DestinasiaNews - Perempuan kelahiran Bandung 1977 ini memang sebelumnya dikenal sebagai “diva” seni tari kontemporer yang piawai. Tiba-tiba saja tersebar kabar adanya pameran (lukisan) tunggal di Galeri Pusat Kebudayaan (GPK) Jl. Naripan9, Bandung yang dijuduli “Kumau Diriku:”. Dan di bawah judul itu tertera “Gerak Garis Lena Guslina.” Iya, dialah perempuan penari kontemporer itu!
Di kalangan para seniman, utamanya perupa, kabar ini merupakan kejutan karena Lena tidak dikenal sebagai pelukis.
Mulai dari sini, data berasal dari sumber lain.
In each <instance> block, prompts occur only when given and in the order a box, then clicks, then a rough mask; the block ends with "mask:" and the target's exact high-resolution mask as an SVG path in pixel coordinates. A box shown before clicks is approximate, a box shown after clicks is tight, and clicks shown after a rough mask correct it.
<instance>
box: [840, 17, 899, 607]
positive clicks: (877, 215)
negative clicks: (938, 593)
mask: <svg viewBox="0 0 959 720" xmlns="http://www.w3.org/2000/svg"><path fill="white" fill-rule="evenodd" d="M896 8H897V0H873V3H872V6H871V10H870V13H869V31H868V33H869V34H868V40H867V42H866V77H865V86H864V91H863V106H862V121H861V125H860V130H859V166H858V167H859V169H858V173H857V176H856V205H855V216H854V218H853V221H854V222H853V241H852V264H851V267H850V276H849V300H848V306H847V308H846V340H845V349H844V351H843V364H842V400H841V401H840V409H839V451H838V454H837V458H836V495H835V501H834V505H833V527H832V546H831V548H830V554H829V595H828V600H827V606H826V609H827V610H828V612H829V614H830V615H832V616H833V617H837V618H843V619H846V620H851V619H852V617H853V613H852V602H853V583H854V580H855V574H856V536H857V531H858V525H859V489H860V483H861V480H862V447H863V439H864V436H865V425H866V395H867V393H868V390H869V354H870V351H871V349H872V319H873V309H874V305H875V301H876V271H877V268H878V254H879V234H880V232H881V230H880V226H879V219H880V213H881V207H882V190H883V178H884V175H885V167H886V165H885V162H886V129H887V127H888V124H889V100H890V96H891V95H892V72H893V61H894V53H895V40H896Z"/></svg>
Dan Lena pun mengaku tidak pernah mengikuti pendidikan seni rupa secara formal.
Lulusan Sekolah Tinggi Seni Indonesia (STSI, sekarang ISBI) ini pernah memarakkan Taman di Kota Bandung di tahun 2016-2017 dengan membuka ruang publik sebagai sarana ekspresi dan eksplorasi. Bersama kelompoknya Legus Studio dia menginisiasi program “Dialektika Tubuh 10 Taman Kota.” Boleh jadi di kurun waktu itulah publik mulai akrab dengan Lena Guslina sebagai penari kontemporer, yang mengawali karirnya di tahun 2000. Interaksi ketubuhannya dengan taman, hutan dan alam melahirkan karya-karya koreografinya seperti Desah Rimba yang digelar di pelataran Gunung Manglayang; Jejak Rimba di Hutan Kota Bandung dan juga Elegi Bumi di Taman Hutan Juanda tahun 2020.
Di masa pandemi 2020-2022 Lena mencoba mengurai gerak ketubuhannya lalu menggagas kanvas sebagai media ekspresinya.
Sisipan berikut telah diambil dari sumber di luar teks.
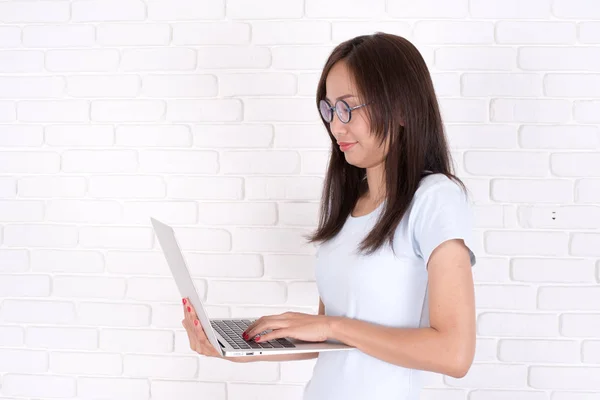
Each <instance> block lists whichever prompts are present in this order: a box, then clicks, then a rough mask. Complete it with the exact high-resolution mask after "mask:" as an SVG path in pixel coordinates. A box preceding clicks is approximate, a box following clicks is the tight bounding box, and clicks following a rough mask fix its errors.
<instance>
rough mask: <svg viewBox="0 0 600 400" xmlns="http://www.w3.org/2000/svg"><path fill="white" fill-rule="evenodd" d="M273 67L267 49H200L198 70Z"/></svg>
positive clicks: (249, 47) (228, 48) (253, 47)
mask: <svg viewBox="0 0 600 400" xmlns="http://www.w3.org/2000/svg"><path fill="white" fill-rule="evenodd" d="M270 65H271V51H270V49H269V48H267V47H259V46H250V47H239V46H235V47H231V46H226V47H223V46H214V47H213V46H210V47H204V48H199V49H198V68H202V69H238V68H243V69H264V68H268V67H269V66H270Z"/></svg>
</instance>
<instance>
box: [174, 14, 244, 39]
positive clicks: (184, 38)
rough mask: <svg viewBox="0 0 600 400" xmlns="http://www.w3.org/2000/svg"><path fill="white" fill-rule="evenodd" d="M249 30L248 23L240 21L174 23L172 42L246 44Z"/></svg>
mask: <svg viewBox="0 0 600 400" xmlns="http://www.w3.org/2000/svg"><path fill="white" fill-rule="evenodd" d="M203 19H204V18H203ZM250 32H251V28H250V24H248V23H240V22H204V23H196V22H195V23H184V24H174V25H173V44H175V45H242V44H245V45H247V44H249V43H250ZM252 36H253V38H254V30H252ZM253 41H254V40H253Z"/></svg>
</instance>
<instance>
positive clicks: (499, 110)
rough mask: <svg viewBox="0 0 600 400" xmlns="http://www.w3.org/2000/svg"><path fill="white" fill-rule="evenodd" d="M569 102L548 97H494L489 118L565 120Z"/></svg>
mask: <svg viewBox="0 0 600 400" xmlns="http://www.w3.org/2000/svg"><path fill="white" fill-rule="evenodd" d="M570 118H571V103H569V102H568V101H567V100H550V99H543V100H540V99H535V100H533V99H531V100H530V99H496V100H492V102H491V111H490V119H491V120H492V121H500V122H556V123H559V122H567V121H568V120H569V119H570Z"/></svg>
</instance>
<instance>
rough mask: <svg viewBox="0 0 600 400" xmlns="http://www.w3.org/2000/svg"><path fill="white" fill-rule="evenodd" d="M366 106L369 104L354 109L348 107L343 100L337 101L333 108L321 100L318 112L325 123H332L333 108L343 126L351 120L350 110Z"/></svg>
mask: <svg viewBox="0 0 600 400" xmlns="http://www.w3.org/2000/svg"><path fill="white" fill-rule="evenodd" d="M367 104H369V103H365V104H361V105H359V106H356V107H350V106H349V105H348V103H346V102H345V101H344V100H338V101H336V102H335V106H331V105H330V104H329V102H328V101H327V100H321V101H319V111H320V112H321V116H322V117H323V119H324V120H325V122H331V121H333V109H334V108H335V113H336V114H337V116H338V118H339V119H340V121H341V122H342V123H344V124H347V123H348V122H350V119H351V118H352V110H356V109H357V108H360V107H364V106H366V105H367Z"/></svg>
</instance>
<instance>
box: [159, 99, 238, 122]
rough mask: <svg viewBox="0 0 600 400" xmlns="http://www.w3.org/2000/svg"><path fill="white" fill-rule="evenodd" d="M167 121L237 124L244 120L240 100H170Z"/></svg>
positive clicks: (167, 105) (167, 102)
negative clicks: (225, 122)
mask: <svg viewBox="0 0 600 400" xmlns="http://www.w3.org/2000/svg"><path fill="white" fill-rule="evenodd" d="M166 118H167V121H175V122H205V121H206V122H213V121H219V122H237V121H241V120H242V119H243V108H242V102H241V101H240V100H239V99H214V100H169V101H168V102H167V115H166Z"/></svg>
“Syukurlah,” tutur Lena. “ Saya diperkenankan untuk menggunakan satu ruangan di rumah ibu saya.” Di ruang itulah Lena mulai menjajal alih ekspresi gerak tubuhnya ke kanvas dan warna-warna akrilik. Tehnik seni lukis awalnya dia kenali serba sedikit selagi jadi model lukisan Jeihan. “Tapi saya tidak bisa melukis sesuatu yang diawali dengan sketsa,” lanjutnya. Rupanya Lena langsung saja mengekspresikan emosi. Tidak ada distorsi bentuk layaknya perupa ekspresionis, namun di kanvasnya penuh corak garis ekspresif, emosif yang dituang dengan cipratan akrilik aneka warna.
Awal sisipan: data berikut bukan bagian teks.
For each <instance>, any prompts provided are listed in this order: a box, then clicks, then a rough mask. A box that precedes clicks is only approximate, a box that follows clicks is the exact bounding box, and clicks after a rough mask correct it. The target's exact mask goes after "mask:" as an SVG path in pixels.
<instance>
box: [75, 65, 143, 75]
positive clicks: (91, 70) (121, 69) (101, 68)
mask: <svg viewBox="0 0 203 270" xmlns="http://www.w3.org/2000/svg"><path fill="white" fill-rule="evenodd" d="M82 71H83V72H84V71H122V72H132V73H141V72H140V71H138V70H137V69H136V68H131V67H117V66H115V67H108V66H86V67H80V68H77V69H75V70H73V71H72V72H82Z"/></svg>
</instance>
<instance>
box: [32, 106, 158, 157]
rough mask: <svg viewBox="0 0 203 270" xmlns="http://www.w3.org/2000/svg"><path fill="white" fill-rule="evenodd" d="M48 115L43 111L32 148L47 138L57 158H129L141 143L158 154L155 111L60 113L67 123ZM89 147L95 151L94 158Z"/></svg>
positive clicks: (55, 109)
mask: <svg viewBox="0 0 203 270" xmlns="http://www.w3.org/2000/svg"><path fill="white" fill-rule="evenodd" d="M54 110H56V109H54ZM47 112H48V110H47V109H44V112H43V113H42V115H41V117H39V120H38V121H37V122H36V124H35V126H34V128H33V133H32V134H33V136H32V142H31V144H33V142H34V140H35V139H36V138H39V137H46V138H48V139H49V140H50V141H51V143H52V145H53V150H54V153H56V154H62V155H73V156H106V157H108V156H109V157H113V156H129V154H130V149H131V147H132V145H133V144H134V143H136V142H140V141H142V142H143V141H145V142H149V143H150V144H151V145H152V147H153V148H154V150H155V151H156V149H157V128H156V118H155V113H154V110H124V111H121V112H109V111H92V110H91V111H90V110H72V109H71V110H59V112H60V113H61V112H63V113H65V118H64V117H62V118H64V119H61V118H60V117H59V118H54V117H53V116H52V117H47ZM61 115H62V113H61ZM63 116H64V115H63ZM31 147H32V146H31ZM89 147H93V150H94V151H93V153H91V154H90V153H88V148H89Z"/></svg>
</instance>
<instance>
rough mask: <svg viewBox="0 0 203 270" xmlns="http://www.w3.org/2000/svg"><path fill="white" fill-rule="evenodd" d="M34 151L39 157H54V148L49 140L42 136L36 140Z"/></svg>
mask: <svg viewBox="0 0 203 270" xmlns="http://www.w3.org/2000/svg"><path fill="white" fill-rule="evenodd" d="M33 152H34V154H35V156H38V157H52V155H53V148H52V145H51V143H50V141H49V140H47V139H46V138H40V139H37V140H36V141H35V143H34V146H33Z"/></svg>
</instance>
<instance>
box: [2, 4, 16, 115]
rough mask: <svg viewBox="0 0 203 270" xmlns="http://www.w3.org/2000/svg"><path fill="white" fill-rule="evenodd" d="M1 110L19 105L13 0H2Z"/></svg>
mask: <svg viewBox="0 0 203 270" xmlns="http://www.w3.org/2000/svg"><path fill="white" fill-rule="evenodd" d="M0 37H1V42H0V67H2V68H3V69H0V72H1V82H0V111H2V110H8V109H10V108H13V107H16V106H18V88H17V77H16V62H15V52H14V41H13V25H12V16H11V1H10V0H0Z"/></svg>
Kelembutan hingga gejolak riak gerak ketubuhannya seolah tertampakkan dalam garis-garis cipratan akriliknya, seperti yang tertuang dalam bingkai ekspreionisnya yang dijuduli “Selaksa,” hingga “Erupsi”. Isa Perkasa sebagai kurator di GPK menyebutnya ini adalah olah sukma dan olah rupa dari tariannya. “Lena Guslina bisa juga menari di atas kanvas. Dan karya-karyanya sangat layak menjadi bagain dari interior kekinian,” ungkap Isa.
Lena memamerkan 30 karya ekspresionis yang dihasilkannya sekurun masa-masa pandemi ini di GPK 20 hingga 23 Maret lalu. Pameran tersebut diawali dengan talkshow dengan narasumber Prof. Bambang Sugiharto (Pakar Filsafat Budaya); Dr. FX. Widaryanto (Praktisi Seni,Penulis) dengan host Putu Fajar Aryana (Sastrawan, Jurnalis) dan Ahda Imran (Sastrawan, Esaiis).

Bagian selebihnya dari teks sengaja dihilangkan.